Quelle est la prochaine étape pour le projet de loi sur la structure du marché des crypto-monnaies ? Dates clés et tournants à venir

bitcoinistPublié le 2026-03-05Dernière mise à jour le 2026-03-05

Résumé

L'avenir du projet de loi CLARITY, ou projet de loi sur la structure du marché des crypto-monnaies, reste incertain après que l'échéance du 1er mars fixée par la Maison Blanche soit passée sans percée entre l'industrie bancaire et les représentants du secteur. Bien que des négociations se poursuivent en coulisses, un désaccord persiste sur l'interdiction des intérêts sur les stablecoins. Les entreprises crypto tentent de contourner cette règle via des programmes de récompenses ou de staking, tandis que les banques exigent que tout rendement soit clairement lié à une performance d'investissement active et verrouillée dans le temps.
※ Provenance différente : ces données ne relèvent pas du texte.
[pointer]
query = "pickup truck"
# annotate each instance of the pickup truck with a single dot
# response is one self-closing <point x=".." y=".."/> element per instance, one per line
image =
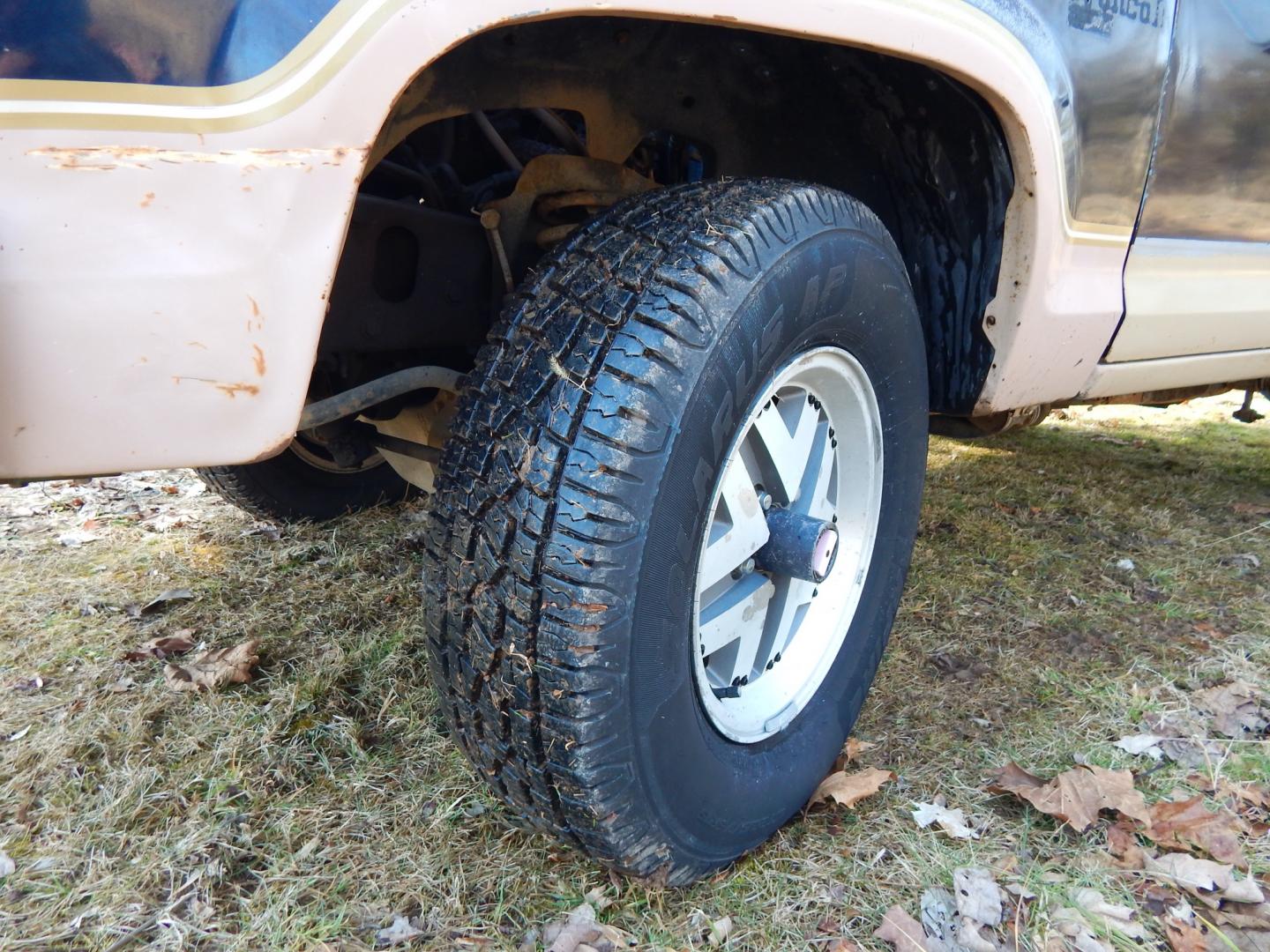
<point x="658" y="301"/>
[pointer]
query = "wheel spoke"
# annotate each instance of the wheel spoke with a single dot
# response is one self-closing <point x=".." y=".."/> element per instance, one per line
<point x="736" y="614"/>
<point x="739" y="533"/>
<point x="816" y="493"/>
<point x="791" y="596"/>
<point x="788" y="442"/>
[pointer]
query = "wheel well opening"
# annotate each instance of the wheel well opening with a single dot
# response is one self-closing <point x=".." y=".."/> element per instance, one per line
<point x="672" y="101"/>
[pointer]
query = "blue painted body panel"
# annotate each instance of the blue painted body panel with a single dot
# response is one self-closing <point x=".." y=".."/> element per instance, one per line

Le Sénat américain envisage une session d'examen ("markup") mi ou fin mars, laissant quelques semaines supplémentaires pour régler les questions en suspens, y compris les provisions sur la finance décentralisée (DeFi). La résolution du conflit sur les rendements des stablecoins est crucial pour faire avancer le texte législatif.
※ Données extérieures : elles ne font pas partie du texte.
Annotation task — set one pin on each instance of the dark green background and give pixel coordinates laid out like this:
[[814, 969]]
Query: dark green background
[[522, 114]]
L'avenir du CLARITY Act — communément appelé le projet de loi sur la structure du marché des crypto-monnaies — reste incertain après que l'échéance du 1er mars fixée par la Maison Blanche est passée sans la percée attendue entre l'industrie bancaire et les représentants des crypto-monnaies.

Obstacle majeur dans les négociations sur le projet de loi crypto

Malgré les craintes que les pourparlers ne soient au point mort, des reportages de Crypto In America suggèrent que les discussions se poursuivent en coulisses. Eleanor Terrett a cité une source de l'industrie bancaire ayant une connaissance directe des négociations qui a contesté l'idée que le processus se déroule mal.
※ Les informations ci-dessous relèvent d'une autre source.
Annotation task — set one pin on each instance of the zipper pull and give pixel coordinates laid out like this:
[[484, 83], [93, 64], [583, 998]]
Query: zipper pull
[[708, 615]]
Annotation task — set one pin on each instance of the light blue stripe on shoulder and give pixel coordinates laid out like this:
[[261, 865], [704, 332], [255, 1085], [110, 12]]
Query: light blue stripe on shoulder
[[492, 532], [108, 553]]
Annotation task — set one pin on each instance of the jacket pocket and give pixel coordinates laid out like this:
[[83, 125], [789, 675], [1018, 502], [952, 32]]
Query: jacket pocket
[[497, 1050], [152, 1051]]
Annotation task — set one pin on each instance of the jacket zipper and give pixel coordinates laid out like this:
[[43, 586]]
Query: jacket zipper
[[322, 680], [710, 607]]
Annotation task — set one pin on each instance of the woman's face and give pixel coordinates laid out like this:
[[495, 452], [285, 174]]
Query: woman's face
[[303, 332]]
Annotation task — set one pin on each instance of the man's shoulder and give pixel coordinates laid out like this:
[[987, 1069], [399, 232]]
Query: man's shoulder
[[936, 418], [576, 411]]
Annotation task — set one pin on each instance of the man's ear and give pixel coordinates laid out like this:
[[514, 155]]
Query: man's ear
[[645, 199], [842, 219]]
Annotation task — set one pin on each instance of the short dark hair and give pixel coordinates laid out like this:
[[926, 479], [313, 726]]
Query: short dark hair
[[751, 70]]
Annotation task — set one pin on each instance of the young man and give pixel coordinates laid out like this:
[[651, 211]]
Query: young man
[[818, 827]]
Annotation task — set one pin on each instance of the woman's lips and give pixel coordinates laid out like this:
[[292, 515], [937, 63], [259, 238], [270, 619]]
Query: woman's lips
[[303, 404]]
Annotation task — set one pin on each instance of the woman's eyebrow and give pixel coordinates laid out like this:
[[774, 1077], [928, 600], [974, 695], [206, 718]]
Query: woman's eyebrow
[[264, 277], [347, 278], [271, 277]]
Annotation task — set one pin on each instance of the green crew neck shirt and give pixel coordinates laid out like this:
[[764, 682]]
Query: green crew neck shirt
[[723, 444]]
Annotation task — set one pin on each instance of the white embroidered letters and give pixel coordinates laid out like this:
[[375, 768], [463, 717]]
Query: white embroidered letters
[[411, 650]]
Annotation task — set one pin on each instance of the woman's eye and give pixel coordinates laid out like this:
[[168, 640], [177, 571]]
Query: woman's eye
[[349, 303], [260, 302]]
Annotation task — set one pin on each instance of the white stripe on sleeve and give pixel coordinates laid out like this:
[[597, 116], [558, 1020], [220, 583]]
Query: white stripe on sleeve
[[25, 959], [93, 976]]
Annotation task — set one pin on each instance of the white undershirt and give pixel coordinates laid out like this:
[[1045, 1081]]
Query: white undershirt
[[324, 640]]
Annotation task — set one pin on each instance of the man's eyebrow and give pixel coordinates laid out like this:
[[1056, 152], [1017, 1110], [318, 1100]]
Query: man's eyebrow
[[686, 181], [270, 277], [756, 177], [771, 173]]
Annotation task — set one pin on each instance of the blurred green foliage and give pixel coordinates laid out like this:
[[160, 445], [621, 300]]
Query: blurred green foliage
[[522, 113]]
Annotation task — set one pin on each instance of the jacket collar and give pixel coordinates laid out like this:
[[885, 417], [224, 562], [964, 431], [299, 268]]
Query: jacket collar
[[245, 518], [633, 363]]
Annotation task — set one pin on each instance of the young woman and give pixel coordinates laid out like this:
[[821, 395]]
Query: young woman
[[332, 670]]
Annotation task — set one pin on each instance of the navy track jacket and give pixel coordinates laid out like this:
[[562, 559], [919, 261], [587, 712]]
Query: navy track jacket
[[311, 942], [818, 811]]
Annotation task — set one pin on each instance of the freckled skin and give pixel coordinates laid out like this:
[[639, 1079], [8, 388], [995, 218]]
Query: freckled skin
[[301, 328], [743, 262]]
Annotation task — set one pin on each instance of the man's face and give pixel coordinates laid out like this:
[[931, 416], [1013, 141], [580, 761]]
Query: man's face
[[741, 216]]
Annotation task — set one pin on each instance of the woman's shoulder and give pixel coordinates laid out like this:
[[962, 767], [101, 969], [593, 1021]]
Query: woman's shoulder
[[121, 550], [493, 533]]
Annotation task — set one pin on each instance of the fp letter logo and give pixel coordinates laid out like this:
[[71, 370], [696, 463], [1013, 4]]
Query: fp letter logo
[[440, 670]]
Selon cette source, les deux parties examinent et contribuent toujours activement à la rédaction du langage législatif et n'ont jamais été strictement liées au calendrier du 1er mars. « Se focaliser excessivement sur le 1er mars est une erreur », a déclaré la source.

Pourtant, les tensions persistent. Une autre source bancaire a reconnu que s'il existe un large accord de principe sur le fait que les soldes de stablecoins ne devraient pas générer d'intérêts, des désaccords persistent sur la manière dont ce principe devrait être mis en œuvre.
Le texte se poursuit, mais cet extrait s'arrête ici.